Testing the Disk Write Time of MySQL Master-Slave Logs

Note:
This topic has been translated from a Chinese forum by GPT and might contain errors.

Original topic: MySQL主从日志落盘时间测试

| username: xiaoqiao

[TiDB Usage Environment] Production Environment / Testing / PoC
[TiDB Version]
[Reproduction Path] What operations were performed when the issue occurred
[Encountered Issue: Issue Phenomenon and Impact]
[Resource Configuration] Go to TiDB Dashboard - Cluster Info - Hosts and take a screenshot of this page
[Attachments: Screenshots / Logs / Monitoring]
Does anyone have experience with testing the time difference when MySQL primary and secondary databases write to disk? I want to see how much time this part takes, especially for remote disaster recovery RPO time.

| username: tidb菜鸟一只 | Original post link

It definitely depends on your actual environment, it’s not fixed.

| username: DBAER | Original post link

Parse binlog and look at these two timestamps: the difference between original_commit_timestamp and immediate_commit_timestamp can be found here:

| username: zhaokede | Original post link

:+1:

| username: zhang_2023 | Original post link

There are too many variables, such as host performance, network bandwidth…

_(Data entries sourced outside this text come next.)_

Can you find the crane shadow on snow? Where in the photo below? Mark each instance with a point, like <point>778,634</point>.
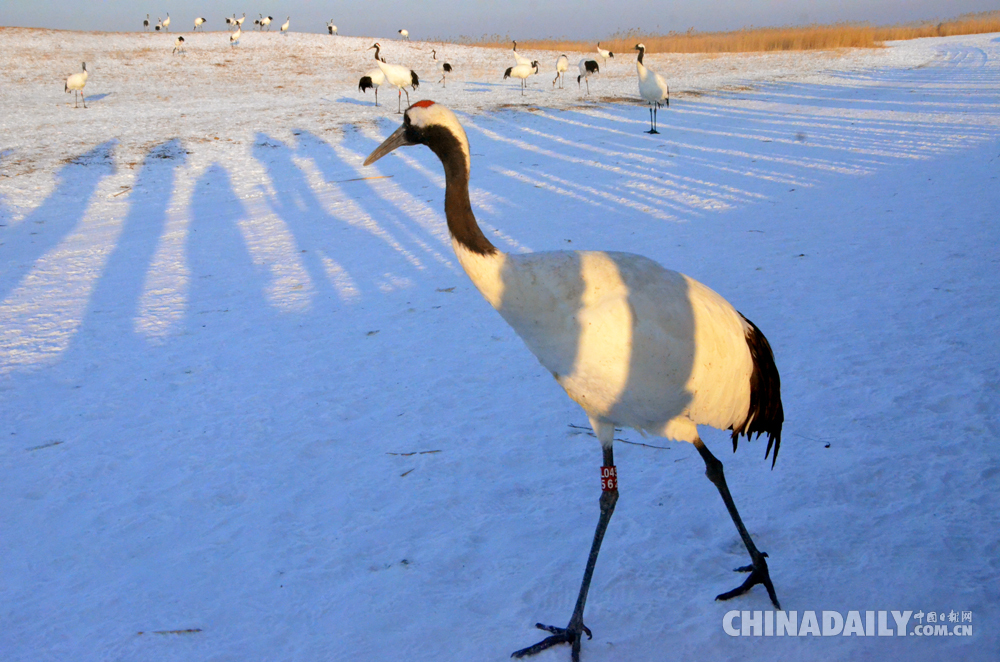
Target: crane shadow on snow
<point>329,230</point>
<point>371,193</point>
<point>97,98</point>
<point>46,226</point>
<point>354,102</point>
<point>120,288</point>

| username: TiDBer_嘎嘣脆 | Original post link

Analysis of binlog implementation

| username: xiaoqiao | Original post link

Your solution actually tests the time it takes for the data to be written to the slave database.

We now want to test the time it takes for the Relay log to be written to disk. Generally, as long as the data reaches the relay log, the local MySQL thread will definitely continue to write to its own database, regardless of any anomalies in the master database.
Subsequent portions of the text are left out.